Re-intubation (failed extubation) is defined variably as the need to intubate a patient within 72 hours of extubation in the critical care unit. Re-intubation is associated with increased intensive care and hospital length of stay, increased morbidity, and the physical risks to the patient inherent with the intubation process. It is unclear which, if any, interventions can help reduce the rate of extubation failure in Trauma Intensive Care patients.
In this research study we are focusing on HFNO compared with NIV and conventional oxygen therapy in trauma patients to avoid reintubation.
We propose that, when compared with either face-mask oxygen, NIV (CPAP), HFNO administered continuously for 24 hours post extubation of trauma patients on ICU, will result in better patient-related outcomes.
Primary outcome measure:
Our primary outcome measure is re-intubation rate within 72 hours of extubation
Secondary outcome measures:
Our secondary outcomes measures are CO2 accumulation rates, atelectasis rates, nutrition status within first 24 hours post extubation, and post-extubation rates of vomiting.
Study design:
Prospective, randomized clinical control study. There will be three arms to the study: a control arm, and two intervention arms. Randomization will do on a permuted block basis. The control arm will be patients receiving standard oxygen therapy, and the intervention arms will be either High Flow Nasal Oxygen Therapy, or Non-invasive Ventilation via mask.
Study population:
All patients intubated on the Trauma Intensive Care Unit at Hamad General Hospital will be considered eligible for the study. Written informed consent will be obtained from next of kin (NOK) if available or by the treating physician as a surrogate if the NOK are not available. Study Population
Inclusion criteria: Adult intubated and ventilated patients who are victims of trauma and are being cared for on the Trauma Intensive Care Unit will be considered eligible for the study when they are considered fit for extubation.
Exclusion criteria:
* Patients who cannot be extubated (including patients requiring tracheostomy)
* Patients with cribriform plate fractures
* Patients with nasal occlusion for any reason
* Patients with unstable mid-face fractures
Sample size estimation:
Based on an anticipated improvement rate of 25% reduction in extubation failure (from 8% to 6%), using High-flow nasal Oxygen Therapy and NIV (CPAP) with margin of error of 5%, and confidence level of 95%, a total of 100 intubated trauma patients needs to be included in the study (50 for each group). Moreover, 50 patients with facemask O2 will be included as a comparative or control group.
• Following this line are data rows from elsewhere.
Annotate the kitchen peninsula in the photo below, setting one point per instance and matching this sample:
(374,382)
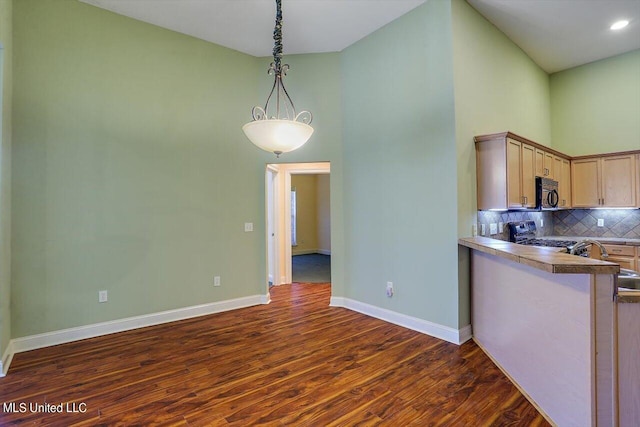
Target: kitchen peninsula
(547,319)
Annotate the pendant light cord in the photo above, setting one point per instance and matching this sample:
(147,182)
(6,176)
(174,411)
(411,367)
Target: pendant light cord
(277,37)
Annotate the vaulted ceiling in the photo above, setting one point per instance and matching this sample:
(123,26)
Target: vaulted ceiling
(556,34)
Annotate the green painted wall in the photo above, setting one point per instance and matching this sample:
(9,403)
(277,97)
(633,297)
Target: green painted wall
(6,86)
(595,108)
(497,88)
(130,169)
(400,166)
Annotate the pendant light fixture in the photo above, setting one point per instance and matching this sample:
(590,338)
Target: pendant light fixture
(278,128)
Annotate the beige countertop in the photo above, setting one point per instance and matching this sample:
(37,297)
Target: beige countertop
(608,240)
(551,260)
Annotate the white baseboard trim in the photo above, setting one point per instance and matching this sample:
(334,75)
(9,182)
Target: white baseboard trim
(303,252)
(310,252)
(32,342)
(7,357)
(455,336)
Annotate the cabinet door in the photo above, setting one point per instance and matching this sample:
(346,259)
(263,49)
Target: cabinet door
(514,174)
(585,179)
(549,164)
(619,181)
(539,171)
(564,184)
(556,170)
(528,176)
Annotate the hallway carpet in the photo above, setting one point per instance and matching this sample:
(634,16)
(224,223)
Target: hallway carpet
(312,268)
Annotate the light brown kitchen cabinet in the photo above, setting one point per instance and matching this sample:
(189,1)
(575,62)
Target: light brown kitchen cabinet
(507,164)
(564,184)
(607,181)
(505,169)
(545,165)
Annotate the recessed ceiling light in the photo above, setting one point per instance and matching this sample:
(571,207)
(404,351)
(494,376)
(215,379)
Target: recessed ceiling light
(619,25)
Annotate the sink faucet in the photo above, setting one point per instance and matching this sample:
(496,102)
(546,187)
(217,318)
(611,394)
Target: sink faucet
(584,243)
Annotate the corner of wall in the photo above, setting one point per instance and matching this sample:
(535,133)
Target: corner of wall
(6,134)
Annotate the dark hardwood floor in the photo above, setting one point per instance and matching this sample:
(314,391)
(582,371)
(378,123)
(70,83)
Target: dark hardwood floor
(296,361)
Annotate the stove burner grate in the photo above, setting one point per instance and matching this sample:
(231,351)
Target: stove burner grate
(548,242)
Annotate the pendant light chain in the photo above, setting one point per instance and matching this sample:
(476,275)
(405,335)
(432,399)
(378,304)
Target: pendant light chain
(277,37)
(278,128)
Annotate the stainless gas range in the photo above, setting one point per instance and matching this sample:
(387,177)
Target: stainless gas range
(524,233)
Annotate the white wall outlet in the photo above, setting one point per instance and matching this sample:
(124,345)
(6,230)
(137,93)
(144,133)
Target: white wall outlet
(103,296)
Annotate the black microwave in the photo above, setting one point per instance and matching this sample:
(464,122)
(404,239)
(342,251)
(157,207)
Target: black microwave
(546,194)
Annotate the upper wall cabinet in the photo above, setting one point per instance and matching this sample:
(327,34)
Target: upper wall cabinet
(605,181)
(507,164)
(545,164)
(505,168)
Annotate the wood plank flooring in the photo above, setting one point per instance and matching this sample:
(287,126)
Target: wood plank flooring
(296,361)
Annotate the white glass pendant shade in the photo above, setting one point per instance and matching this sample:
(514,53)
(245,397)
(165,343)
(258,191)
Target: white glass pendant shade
(278,135)
(277,128)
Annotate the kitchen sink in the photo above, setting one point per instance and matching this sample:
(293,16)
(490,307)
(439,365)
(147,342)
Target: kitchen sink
(628,279)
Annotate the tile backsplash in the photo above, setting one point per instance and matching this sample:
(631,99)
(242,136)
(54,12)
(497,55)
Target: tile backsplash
(490,217)
(623,223)
(584,223)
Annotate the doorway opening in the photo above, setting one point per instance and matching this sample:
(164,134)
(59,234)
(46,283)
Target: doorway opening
(298,221)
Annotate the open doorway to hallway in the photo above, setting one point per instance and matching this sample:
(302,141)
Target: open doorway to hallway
(290,235)
(310,228)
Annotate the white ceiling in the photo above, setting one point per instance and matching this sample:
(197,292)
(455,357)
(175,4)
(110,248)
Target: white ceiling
(309,26)
(556,34)
(561,34)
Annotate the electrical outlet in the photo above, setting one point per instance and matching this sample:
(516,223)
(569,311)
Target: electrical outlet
(103,296)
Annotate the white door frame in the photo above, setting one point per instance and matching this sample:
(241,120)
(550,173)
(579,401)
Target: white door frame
(281,198)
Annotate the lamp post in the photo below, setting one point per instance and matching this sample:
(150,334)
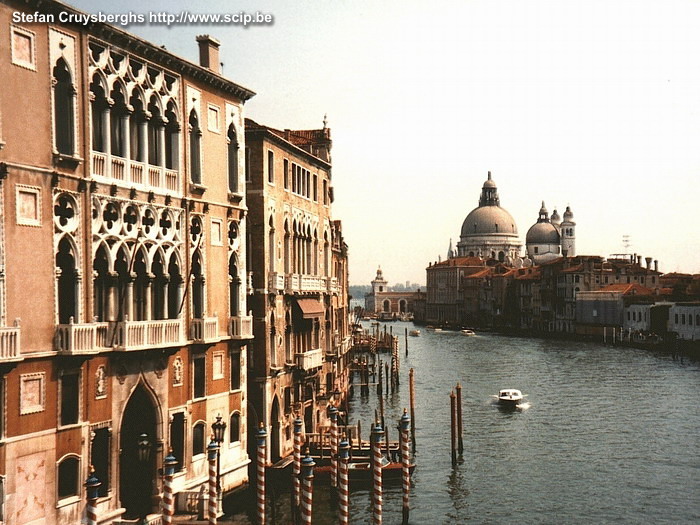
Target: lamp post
(143,449)
(219,428)
(92,485)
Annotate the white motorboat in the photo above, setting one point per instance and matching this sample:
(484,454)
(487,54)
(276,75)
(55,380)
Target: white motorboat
(509,397)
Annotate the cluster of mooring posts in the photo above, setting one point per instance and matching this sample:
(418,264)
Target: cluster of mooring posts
(341,454)
(92,485)
(457,445)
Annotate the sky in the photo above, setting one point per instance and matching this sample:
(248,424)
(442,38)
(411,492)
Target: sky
(592,104)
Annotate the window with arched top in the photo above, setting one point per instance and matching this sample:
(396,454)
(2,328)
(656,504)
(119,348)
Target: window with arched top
(232,150)
(195,135)
(198,438)
(63,107)
(68,477)
(235,428)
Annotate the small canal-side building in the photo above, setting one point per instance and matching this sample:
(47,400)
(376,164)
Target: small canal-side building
(299,280)
(386,302)
(122,290)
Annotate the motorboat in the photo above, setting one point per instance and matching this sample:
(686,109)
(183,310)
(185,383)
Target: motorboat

The equation used for estimation of sample size:
The standard normal deviate for α = Zα = 1.960 The standard normal deviate for β = Zβ = 1.645 Pooled proportion = P = (q1\*P1) + (q0\*P0) = 0.103 A = Zα√P(1-P) (1/q1 + 1/q0) = 2.198 B = Zβ√P1(1-P1) (1/q1) + P0(1-P0) (1/q0) = 2.878 C = (P1-P0)2 = 0.292 Total group size = N = (A+B)2/C = 88 Continuity correction (added to N for Group 0) = CC = 1/ (q1 \* \|P1-P0\|) = 23 So, a total of 113 cases are required for this study (38 cases in each group), since the target reduction of extubation failure (effect size is small from 8% to 6% i.e., 25%) we prefer to include 50 cases in each group.
Allocation ratio: 1:1:1
Study procedures:
1. The enrollment for the study will begin once patient is ready for extubation and at the same time will be randomized to the study arms.
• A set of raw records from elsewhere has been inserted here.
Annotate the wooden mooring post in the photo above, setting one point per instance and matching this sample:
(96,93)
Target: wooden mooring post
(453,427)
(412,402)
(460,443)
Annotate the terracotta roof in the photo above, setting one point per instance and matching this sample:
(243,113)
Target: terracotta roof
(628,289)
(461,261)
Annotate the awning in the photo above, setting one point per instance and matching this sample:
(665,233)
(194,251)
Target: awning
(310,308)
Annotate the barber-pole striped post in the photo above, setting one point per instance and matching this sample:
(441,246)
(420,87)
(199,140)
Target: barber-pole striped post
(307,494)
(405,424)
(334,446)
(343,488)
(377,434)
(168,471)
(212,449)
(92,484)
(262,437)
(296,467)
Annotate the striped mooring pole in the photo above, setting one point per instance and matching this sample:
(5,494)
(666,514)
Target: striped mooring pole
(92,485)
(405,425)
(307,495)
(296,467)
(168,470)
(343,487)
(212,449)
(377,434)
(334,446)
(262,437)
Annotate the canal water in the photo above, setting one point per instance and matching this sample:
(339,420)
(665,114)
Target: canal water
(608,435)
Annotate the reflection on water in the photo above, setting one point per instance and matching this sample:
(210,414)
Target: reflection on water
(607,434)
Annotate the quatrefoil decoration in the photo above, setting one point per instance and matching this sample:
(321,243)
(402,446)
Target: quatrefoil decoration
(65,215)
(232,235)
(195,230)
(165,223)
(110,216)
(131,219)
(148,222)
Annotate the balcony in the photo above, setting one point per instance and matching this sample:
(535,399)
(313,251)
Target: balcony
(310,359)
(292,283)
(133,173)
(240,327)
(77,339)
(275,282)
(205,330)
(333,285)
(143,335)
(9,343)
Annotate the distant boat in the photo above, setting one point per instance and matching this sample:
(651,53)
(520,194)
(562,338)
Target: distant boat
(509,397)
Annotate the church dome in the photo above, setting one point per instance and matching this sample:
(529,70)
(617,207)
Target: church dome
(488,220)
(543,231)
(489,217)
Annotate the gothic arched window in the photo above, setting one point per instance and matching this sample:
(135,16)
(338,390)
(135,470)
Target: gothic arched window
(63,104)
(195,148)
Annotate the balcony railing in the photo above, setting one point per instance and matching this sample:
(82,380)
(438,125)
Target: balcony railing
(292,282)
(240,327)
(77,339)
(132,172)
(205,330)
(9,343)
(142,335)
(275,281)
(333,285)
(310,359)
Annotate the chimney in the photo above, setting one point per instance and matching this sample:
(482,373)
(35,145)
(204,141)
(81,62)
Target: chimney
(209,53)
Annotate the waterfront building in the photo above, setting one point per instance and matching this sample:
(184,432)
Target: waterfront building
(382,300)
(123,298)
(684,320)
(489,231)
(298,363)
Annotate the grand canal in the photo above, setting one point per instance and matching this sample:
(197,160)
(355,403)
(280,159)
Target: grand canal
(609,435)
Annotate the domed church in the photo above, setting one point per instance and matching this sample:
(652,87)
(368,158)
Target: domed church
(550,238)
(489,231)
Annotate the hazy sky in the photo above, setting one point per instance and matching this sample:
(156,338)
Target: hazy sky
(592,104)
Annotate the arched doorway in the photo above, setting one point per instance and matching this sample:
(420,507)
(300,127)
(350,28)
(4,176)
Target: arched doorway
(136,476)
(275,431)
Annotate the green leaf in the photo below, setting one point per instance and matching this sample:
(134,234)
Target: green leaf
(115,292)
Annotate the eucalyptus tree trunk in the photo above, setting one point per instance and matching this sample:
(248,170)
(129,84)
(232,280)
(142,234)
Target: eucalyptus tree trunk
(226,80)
2. All intubated patients with next of kin /deferred consent will be enrolled
3. The respiratory therapist will apply the intervention type based on physician order
The study participants will be unblinded, as intervention is in the form of face mask O2, High flow nasal oxygen and NIV. These cannot be used in a blind approach.
We have developed a flow-chart for the study participants, which include an escalation pathway. If HFNO fails, patients are escalated to NIV- CPAP. If Facemask O2 fails, patients are escalated to HFNO or NIV, depending on treating clinician preference. The maximum observation time allowed to test whether intervention is effective is one hour. Re-intubation requirement will be assessed by treating clinician depending on ABG/oxygenation/CO2 or WOB criteria, or 'clinician-judgement'. This may occur at any time.
Screening and enrollment: The data will be prospectively collected for all intubated enrolled patients admitted to the Hamad General Hospital trauma ICU between 1 October 2020 and 31 December 2023.
all ventilated patients will be recruited based on next of kin/deferred consent during the study period for the study in trauma ICU. The enrollment of the patients will be for 3 years from start of study period
Follow up: Each patient will be followed up for 72 hours post extubation as a part of study
Informed Consent:
Unconscious patients with severe injury will not be able to provide informed consent. This trial will therefore use "Exception from Informed Consent Requirements for Emergency Research" (Policy # RES 11026) which involves the most vulnerable population of study subjects (i.e., a population with no capacity to control what happens to them and no capacity to consent, where the emergency circumstances require prompt action and generally provide insufficient time and opportunity to locate and obtain consent from each subject's family member).
Every possible effort will made to contact the subject's family member to obtain consent. However, it may be difficult to contact family members of migrant workers within the initial time frame in the emergency department. In such situation, initially the deferred consent document will be signed by two privileged physicians, one of whom will be the treating physician. After regaining complete consciousness patient will be asked for continuation in the study and if the subject agrees written informed consent will be obtained.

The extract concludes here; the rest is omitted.